— Животные снимают напряжение, — говорила мама. — Не случайно врачи рекомендуют ежедневно хотя бы полчаса гладить собаку или кошку.
В два года Дым внезапно заболел чумкой. Целый месяц мы с мамой возили его к ветеринару, давали таблетки, делали уколы; потом ещё один месяц пичкали витаминами. Когда Дым поправился, он вдруг стал приводить к нашему дому других больных собак. У одной была перебита лапа, у другой порвано ухо, у третьей во рту застряла рыбья кость. Мы с мамой лечили бедолаг, никому не отказывали. Соседи шутили:
— Пора открывать бесплатную лечебницу.
У Дыма вообще было обострённое чувство долга: он всегда первым спешил на помощь другим. В три года, став отличным пловцом, он спас по меньшей мере пятерых тонущих ребят, и был вправе иметь медаль «За спасение утопающих». А однажды Дым спас жизнь и мне.
Во время зимних каникул я поехал к приятелю на дачу и, конечно, взял с собой Дыма, ведь мы были неразлучными друзьями. Стояли крепкие морозы, на даче было холодно, и мы с приятелем беспрерывно топили печь. Мы катались на лыжах, кидали снежки, строили снежную крепость, но не забывали подкладывать в печь поленья. И, укладываясь спать, набили полную топку дров. А проснулись от яростного лая Дыма. Он впрыгивал на кровать, стаскивал с нас одеяло…
Открыв глаза, я увидел, что вся комната полна белого едкого дыма. Он клубился волнами, ел глаза, перехватывал дыхание. Я растолкал приятеля, мы на ощупь нашли дверь и, выскочив наружу, долго не могли отдышаться на морозном воздухе. И пока стояли около дома, из двери, точно белая река, валил дым; он растекался по участку и медленно поднимался в тёмное звёздное небо. После этого случая Дым вполне заслужил вторую медаль — «За спасение при пожаре».
Иногда, когда я видел собак-орденоносцев, которые сгибались под тяжестью медалей, то думал: «Эти собаки получили награды только благодаря своему происхождению и экстерьеру, а вот мой беспородный, никому не известный Дым — настоящий герой. Впрочем, — думал я, — так бывает не только среди собак».
Дым прожил целых пятнадцать лет. Для собак это большая редкость. В переводе на человеческий возраст это девяносто лет, то есть Дыма бесспорно можно считать долгожителем.
Все дни рождения Дыма я отмечал. Вначале — в семье, за чаепитием; позднее, когда Дым стал взрослым, а я закончил школу, — с приятелями в кафе.

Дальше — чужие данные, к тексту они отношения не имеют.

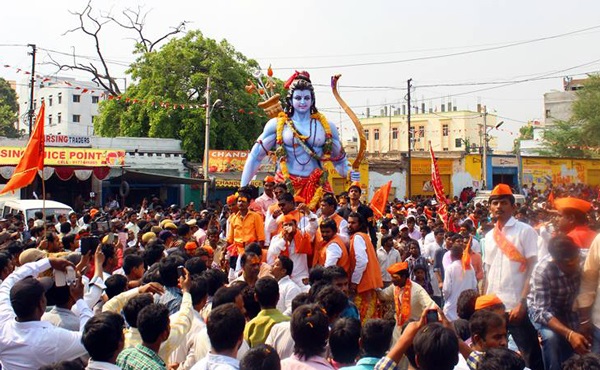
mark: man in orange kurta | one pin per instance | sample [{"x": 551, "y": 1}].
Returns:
[
  {"x": 328, "y": 211},
  {"x": 366, "y": 274},
  {"x": 245, "y": 227},
  {"x": 573, "y": 220},
  {"x": 333, "y": 251}
]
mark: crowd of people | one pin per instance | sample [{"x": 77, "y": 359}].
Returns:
[{"x": 272, "y": 282}]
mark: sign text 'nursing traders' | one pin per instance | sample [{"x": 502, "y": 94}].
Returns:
[{"x": 68, "y": 157}]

Кстати, его пятнадцатилетний юбилей мы праздновали так пышно, что за соседними столами подумали — у нас свадьба, не иначе.

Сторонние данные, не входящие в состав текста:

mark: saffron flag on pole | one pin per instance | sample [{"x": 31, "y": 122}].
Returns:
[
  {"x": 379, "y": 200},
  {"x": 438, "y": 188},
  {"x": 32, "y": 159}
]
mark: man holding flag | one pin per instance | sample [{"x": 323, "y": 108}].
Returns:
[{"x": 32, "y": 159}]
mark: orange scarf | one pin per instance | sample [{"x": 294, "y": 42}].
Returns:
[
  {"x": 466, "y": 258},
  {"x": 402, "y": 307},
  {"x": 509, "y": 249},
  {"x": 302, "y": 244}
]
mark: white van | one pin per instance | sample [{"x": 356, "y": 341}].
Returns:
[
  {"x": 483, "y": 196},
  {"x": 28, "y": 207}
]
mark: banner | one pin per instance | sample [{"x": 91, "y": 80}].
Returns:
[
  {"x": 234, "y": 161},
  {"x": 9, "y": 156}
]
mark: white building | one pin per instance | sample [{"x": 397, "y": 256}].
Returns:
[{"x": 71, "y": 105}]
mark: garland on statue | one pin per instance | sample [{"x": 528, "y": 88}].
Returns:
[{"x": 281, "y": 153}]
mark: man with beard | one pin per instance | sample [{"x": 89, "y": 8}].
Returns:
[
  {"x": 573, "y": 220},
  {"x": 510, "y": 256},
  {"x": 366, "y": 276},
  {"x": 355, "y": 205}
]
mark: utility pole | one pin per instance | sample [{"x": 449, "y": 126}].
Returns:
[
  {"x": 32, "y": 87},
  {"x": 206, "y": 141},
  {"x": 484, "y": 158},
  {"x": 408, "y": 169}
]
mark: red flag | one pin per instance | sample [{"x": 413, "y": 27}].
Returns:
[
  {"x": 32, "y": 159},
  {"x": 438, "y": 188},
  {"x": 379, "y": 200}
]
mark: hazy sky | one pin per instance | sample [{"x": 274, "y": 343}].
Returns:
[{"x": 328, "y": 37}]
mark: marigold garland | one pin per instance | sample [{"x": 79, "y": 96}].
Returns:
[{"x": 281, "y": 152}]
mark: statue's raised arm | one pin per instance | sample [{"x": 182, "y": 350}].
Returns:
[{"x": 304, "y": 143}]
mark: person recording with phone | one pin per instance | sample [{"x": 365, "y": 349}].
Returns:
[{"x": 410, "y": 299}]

Теперь у меня другой Дым. Дым-второй. Его я назвал в честь первого.
— В каждом доме должно быть живое существо, — говорила мама. Общаясь с ними, человек становится добрее, отзывчивее…

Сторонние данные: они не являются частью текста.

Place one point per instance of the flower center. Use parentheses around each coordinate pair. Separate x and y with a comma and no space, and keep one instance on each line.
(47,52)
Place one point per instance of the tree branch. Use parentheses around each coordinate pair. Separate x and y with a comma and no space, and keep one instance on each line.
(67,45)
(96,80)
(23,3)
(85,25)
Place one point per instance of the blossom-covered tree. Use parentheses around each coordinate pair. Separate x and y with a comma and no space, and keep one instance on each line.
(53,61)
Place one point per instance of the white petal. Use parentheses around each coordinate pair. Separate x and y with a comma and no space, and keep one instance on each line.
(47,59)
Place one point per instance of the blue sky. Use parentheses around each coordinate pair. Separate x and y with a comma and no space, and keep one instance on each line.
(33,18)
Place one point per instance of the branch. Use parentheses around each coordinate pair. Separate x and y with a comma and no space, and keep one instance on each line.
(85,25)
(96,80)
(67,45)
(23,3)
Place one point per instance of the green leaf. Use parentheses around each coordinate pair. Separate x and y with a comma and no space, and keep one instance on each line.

Эти слова я вспомнил недавно, когда шёл мимо одного двора. В том дворе мальчишки-негодяи привязали к дереву собаку и расстреливали её из луков. Я бросился во двор, но меня опередила худая, светловолосая девочка.
— Не смейте! — закричала она и вдруг подбежала к мальчишкам, выхватила у них стрелы, стала отчаянно ломать. Она так яростно накинулась на мальчишек, что те побросали своё оружие и пустились наутёк. С этой девочкой мы отвязали перепуганную насмерть собаку, и пёс в благодарность начал лизать нам руки. Он был совсем молодой и явно бездомный. На его лапах висели засохшие комья глины, из шерсти торчали колючки. Пока девочка выбирала колючки, я сбегал в аптеку и купил йод. Потом мы прижгли ранки лохматому пленнику.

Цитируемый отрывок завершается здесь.